An electronic transformer is a device that can transform voltage or current from one level to another. Its internal structure and working principle differ from traditional power transformers, but it has wide applications and can be found in many different types of electronic equipment. An electronic transformer mainly consists of a magnetic core and several coils. When a DC power supply is connected to one of the coils, this coil generates an electromagnetic field, causing a change in the magnetic flux through the core. This changing magnetic flux induces a potential difference in the core and generates a current in the other coil. Because resistance and inductance exist in the coils, this causes voltage and current to change between the two coils. By adjusting the number and position of the coil windings, the desired output voltage and current can be obtained.
A power transformer is a device that converts high voltage to low voltage (or vice versa) and is widely used in actual production. It can be classified into many categories based on its structure and application.
1. According to structural type, power transformers can be divided into oil-immersed transformers, dry-type transformers, gas-insulated transformers, and fully enclosed circulating water-cooled transformers, etc.
2. According to their uses, power transformers can be divided into power plant transformers, transmission transformers, distribution transformers, transformers for manufacturing, and transformers for special purposes.
3. There are even more classification methods depending on the standards of various countries and regions.

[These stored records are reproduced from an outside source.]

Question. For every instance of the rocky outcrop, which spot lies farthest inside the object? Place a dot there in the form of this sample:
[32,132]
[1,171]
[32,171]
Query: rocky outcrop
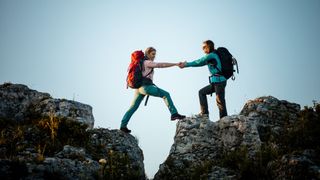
[46,138]
[18,102]
[250,145]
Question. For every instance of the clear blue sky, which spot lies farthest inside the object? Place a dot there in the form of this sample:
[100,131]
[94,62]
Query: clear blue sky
[81,50]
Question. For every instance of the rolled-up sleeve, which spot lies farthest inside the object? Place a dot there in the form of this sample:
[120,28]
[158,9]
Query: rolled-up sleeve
[199,62]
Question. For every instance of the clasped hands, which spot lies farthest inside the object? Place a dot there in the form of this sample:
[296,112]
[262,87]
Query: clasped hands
[181,64]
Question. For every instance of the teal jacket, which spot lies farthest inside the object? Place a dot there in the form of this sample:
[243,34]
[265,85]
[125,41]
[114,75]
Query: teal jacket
[214,78]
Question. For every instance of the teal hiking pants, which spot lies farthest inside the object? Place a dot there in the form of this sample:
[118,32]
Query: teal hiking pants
[140,93]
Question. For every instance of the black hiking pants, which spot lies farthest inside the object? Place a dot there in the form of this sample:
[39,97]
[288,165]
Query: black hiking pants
[219,89]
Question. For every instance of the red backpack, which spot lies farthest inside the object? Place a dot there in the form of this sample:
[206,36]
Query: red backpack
[135,77]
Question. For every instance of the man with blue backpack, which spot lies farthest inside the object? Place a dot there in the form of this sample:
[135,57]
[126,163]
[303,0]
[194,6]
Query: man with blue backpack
[220,63]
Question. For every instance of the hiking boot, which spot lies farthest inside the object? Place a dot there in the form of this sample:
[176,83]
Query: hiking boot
[177,116]
[125,129]
[201,115]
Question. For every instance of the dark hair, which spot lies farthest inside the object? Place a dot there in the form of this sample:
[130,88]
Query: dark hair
[149,50]
[210,44]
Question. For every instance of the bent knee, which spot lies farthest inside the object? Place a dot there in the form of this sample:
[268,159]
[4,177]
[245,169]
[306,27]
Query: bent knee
[165,94]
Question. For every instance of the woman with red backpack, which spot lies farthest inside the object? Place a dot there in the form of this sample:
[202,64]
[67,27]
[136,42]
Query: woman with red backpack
[140,77]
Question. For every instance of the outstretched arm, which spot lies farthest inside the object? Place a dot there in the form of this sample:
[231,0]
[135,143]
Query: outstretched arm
[160,65]
[197,63]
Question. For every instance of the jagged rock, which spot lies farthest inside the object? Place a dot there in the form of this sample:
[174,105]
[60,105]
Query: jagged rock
[61,149]
[201,146]
[271,115]
[18,102]
[114,145]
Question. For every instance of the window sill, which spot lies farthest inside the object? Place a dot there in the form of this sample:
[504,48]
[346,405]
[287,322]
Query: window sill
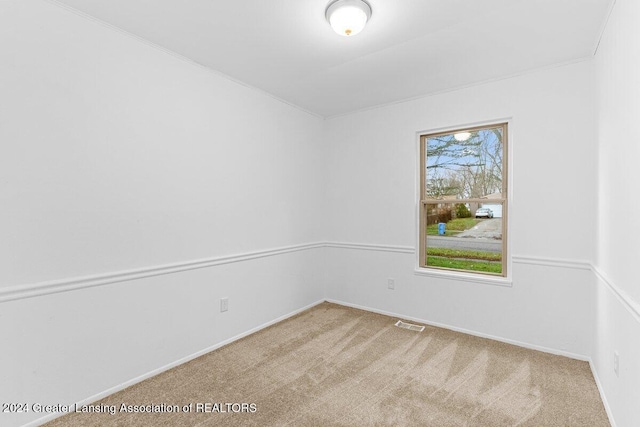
[461,276]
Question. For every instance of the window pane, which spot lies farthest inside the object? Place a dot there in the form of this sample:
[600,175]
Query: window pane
[464,236]
[465,164]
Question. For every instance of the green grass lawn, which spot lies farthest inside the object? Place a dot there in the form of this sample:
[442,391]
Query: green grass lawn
[459,253]
[454,226]
[469,265]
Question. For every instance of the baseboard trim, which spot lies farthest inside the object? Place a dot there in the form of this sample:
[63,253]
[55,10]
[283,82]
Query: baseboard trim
[178,362]
[466,331]
[76,283]
[632,307]
[605,402]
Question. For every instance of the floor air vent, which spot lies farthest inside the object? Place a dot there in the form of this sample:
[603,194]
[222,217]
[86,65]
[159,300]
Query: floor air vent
[411,327]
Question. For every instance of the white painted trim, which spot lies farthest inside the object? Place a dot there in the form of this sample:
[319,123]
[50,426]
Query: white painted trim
[553,262]
[18,292]
[603,397]
[178,362]
[371,247]
[178,56]
[467,331]
[51,287]
[632,306]
[485,279]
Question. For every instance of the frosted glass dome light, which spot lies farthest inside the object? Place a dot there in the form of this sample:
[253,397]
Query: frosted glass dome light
[348,17]
[462,136]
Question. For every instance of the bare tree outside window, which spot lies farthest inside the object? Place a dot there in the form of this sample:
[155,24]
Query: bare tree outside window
[463,200]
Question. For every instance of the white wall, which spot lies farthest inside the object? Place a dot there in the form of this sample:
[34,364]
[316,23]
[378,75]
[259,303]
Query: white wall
[618,309]
[116,156]
[371,192]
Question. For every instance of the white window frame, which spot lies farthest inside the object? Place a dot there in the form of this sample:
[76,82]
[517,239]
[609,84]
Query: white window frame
[461,275]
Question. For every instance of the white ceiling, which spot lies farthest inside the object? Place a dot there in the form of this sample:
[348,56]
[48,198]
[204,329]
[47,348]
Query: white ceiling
[409,48]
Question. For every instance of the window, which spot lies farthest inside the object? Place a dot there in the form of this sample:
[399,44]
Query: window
[463,200]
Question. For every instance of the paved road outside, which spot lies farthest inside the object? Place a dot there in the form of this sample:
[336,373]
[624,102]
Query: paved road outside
[485,229]
[477,244]
[485,236]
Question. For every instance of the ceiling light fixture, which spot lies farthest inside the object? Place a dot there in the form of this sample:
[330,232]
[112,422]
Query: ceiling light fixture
[462,136]
[348,17]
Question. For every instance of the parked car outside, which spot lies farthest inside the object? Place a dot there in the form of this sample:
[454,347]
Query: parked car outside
[484,213]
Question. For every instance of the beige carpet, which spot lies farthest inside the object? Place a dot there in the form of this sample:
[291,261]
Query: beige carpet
[337,366]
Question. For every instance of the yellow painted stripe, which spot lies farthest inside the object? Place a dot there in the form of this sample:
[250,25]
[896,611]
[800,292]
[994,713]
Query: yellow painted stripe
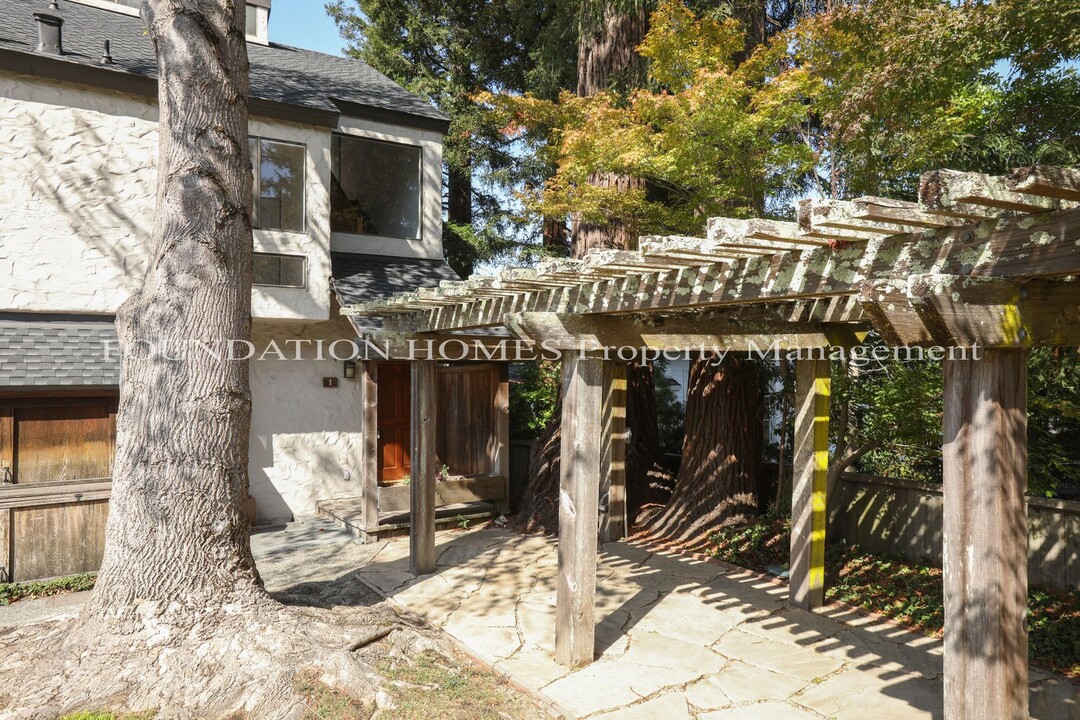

An electronic transformer, with an input of AC220V and an output of AC12V, can deliver power from 50W to 300W. It is a transformer circuit developed based on a high-frequency electronic ballast circuit. It offers stable operation, small size, and high power, overcoming the shortcomings of traditional steel sheet transformers, such as large size, bulkiness, and high cost. Depending on the driving method of the high-frequency switching transistor, it can be divided into self-excited and externally excited types. First, the AC power is rectified into DC power. Then, electronic components are used to construct a high-frequency oscillator to convert the DC power back into high-frequency AC power. The required voltage is then output through the switching transformer and further rectified to supply the electrical appliances. Switching power supplies have advantages such as small size, light weight, and low price, so they are widely used in various electrical appliances. An electronic transformer is essentially an unregulated switching power supply; it is actually a type of inverter.
In simple terms, the working principle of an electronic transformer is the principle of electromagnetic induction, which is the process of "moving electricity generates magnetism, and moving magnetism generates electricity." The functions of an electronic transformer include: 1) power transformers, rectifier transformers, inverter transformers, switching transformers, and pulse power transformers for voltage and power conversion; 2) broadband transformers, audio transformers, and intermediate frequency transformers for transmitting broadband, audio, and intermediate frequency power and signals; 3) pulse transformers, drive transformers, and trigger transformers for transmitting pulse, drive, and trigger signals; 4) isolation transformers for insulating the primary and secondary sides, and shielding transformers for shielding; 5) phase conversion transformers for converting single-phase to three-phase or three-phase to single-phase, and phase conversion transformers (phase shifters) for changing the output phase; 6) frequency multiplier or divider transformers for changing the output frequency; 7) transformers for changing the output frequency. 8) Matching transformers that match the impedance to the load impedance; 9) Voltage stabilizing transformers (including constant voltage transformers) or current stabilizing transformers that stabilize the output voltage or current, and voltage regulating transformers that regulate the output voltage; 10) Filtering inductors that filter AC and DC signals; 11) Electromagnetic interference filtering inductors that suppress electromagnetic interference, and noise filtering inductors that suppress noise; 12) Inductors that absorb surge current, and buffer inductors that slow down the rate of current change; 13) Energy storage inductors that store energy, and commutation inductors that facilitate semiconductor switching; 14) Magnetic switching inductors and transformers that function as switches; 15) Controllable inductors and saturable inductors that regulate inductance.